4.2 Thyroarytenoid muscle
Activation of the TA muscle contributes to adducting and shortening the VFs (Titze and Hunter 2007; Chhetri et al. 2012). TA activation during phonation initiation has been found to begin when the VFs start adducting and carries over into sustained phonation (Poletto et al. 2004). Studies with human subjects have shown that the relation between TA activation and sustained phonation fundamental frequency is proportional when fundamental frequency values are low, whereas the relation is inverse at high frequency levels (Titze et al. 1989). However, in vitro studies involving excised canine larynges (Chhetri et al. 2014) exhibit some deviations from human studies (Titze et al. 1989).
Figure 11 illustrates the relation between sustained phonation fundamental frequency and TA muscle activation for various CT activation levels. This figure shows that the relationship between steady-state fundamental frequency and TA activation level is relatively complex, with the influence of increasing TA depending on CT activation, in agreement with empirical data (Titze et al. 1989). For example, when \(a_\mathrm {CT}=0.2\), corresponding to relatively low fundamental frequency, the relation is proportional when \(a_{\mathrm {TA}}\in [0.1,0.3]\), but it is inverse when \(a_\mathrm {CT}=0.6\). The steady phonation results suggest that in scenarios where CT activation follows a decaying profile and TA activation is fixed, higher TA activation values can result in smaller differences between initial and final fundamental frequencies (see, for example, the decrease in spread between the curves in Fig. 11 as \(a_{\mathrm {TA}}\) increases from 0.1 to 0.3).

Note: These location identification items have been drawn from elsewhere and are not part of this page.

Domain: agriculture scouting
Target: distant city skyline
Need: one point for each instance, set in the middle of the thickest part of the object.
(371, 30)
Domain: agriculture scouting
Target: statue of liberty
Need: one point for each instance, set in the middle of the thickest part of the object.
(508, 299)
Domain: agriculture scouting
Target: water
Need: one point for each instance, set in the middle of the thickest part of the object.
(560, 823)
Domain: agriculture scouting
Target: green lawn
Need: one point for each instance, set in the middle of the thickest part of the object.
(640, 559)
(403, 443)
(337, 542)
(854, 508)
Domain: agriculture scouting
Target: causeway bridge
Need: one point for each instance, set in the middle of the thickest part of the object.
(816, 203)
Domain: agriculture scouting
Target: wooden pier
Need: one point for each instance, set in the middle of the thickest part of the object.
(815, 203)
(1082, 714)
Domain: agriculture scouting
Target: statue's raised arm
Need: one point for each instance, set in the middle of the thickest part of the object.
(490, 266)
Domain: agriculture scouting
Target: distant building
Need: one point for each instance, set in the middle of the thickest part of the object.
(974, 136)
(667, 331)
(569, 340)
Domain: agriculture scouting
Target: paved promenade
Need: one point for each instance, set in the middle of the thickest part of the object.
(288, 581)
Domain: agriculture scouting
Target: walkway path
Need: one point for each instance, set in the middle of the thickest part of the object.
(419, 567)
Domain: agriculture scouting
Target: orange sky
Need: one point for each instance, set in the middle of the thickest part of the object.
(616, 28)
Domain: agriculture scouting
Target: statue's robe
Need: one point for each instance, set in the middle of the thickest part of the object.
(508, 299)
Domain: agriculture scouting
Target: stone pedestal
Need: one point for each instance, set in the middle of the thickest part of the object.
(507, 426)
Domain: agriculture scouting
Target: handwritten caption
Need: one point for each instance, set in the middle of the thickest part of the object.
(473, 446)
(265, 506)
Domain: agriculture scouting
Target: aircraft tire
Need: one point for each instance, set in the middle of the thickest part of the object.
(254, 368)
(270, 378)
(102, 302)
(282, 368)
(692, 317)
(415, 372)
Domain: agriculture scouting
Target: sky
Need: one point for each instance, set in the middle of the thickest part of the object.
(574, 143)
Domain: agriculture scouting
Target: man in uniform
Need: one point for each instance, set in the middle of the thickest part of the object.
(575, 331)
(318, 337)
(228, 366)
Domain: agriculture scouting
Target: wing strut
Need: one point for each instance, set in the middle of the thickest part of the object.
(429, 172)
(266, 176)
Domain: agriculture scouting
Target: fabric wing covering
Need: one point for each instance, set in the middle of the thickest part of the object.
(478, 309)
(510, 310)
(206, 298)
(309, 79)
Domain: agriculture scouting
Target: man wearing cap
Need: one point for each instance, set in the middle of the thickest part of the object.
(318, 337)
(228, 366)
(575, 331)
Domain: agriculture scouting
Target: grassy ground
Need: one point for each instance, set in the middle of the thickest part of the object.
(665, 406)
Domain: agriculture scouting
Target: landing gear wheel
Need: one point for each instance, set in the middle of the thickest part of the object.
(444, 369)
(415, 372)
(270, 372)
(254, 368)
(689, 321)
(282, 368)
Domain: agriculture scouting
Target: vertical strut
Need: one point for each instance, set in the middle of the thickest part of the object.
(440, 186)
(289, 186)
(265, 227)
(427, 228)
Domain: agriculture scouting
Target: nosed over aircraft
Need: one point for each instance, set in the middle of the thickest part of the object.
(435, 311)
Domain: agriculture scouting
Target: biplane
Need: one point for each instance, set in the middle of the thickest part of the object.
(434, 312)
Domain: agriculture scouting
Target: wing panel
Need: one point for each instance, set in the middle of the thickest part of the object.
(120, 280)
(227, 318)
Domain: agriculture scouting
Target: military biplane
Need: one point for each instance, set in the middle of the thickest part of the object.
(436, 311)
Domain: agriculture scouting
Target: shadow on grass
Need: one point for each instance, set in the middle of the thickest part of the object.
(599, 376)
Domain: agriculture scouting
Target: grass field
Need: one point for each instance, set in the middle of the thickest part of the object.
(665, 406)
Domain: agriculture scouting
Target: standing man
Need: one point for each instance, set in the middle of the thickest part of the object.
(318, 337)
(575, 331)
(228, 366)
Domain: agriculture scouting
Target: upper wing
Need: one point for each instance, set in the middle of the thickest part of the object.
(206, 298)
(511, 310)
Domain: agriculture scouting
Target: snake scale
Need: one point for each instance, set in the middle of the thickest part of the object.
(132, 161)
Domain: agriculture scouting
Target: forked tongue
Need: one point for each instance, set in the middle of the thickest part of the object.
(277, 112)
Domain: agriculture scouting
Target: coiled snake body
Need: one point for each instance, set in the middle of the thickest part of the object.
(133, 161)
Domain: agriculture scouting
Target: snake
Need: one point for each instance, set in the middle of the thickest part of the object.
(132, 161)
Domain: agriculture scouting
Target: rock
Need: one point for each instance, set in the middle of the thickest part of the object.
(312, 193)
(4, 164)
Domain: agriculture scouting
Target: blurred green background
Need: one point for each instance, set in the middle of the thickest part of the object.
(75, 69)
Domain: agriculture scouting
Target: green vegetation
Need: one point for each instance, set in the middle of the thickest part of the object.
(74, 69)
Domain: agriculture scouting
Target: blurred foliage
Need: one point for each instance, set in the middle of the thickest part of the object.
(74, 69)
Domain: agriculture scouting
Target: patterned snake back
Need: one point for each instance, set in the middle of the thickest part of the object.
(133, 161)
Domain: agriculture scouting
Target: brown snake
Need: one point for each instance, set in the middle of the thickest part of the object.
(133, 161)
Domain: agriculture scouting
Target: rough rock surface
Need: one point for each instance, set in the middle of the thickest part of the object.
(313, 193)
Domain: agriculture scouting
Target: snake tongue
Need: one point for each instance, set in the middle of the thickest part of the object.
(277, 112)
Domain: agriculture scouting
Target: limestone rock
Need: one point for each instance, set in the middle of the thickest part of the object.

To test this, we perform onset simulations with decaying CT profiles similar to those shown in the inset of Fig. 10 at various fixed TA activation values. TA activation levels are selected such that states wherein CT and TA activation have agonistic and antagonistic influences on fundamental frequency in the steady-state analysis are both represented (i.e., the relation between fundamental frequency and \(a_\mathrm {TA}\) is inverse at \(a_{\mathrm {CT},i}\) and the relation between fundamental frequency and \(a_\mathrm {TA}\) is proportional at \(a_{\mathrm {CT},f}\), according to our quasi-steady analysis). We record the fundamental frequency of the first cycle, \(f_\mathrm {c,1}\) (the inverse of the time difference between the first two detected peaks of the glottal area waveform time-series) and normalize it with respect to the steady-state fundamental frequency during sustained phonation, \(f_{\rm ss}\). Figure 12 displays a contour plot of \(f_\mathrm {c,1}/f_{\rm ss}\) as a function of \(a_{\mathrm {CT},f}\) and \(a_\mathrm {TA}\). The figure shows that increasing \(a_\mathrm {TA}\) from 0.1 to 0.3 results in the initial normalized fundamental frequency decreasing for decaying CT profiles with \(a_{\mathrm {CT},i}=0.6\) and \(a_{\mathrm {CT},f}\in [0.2,0.4]\), in agreement with our quasi-steady analysis.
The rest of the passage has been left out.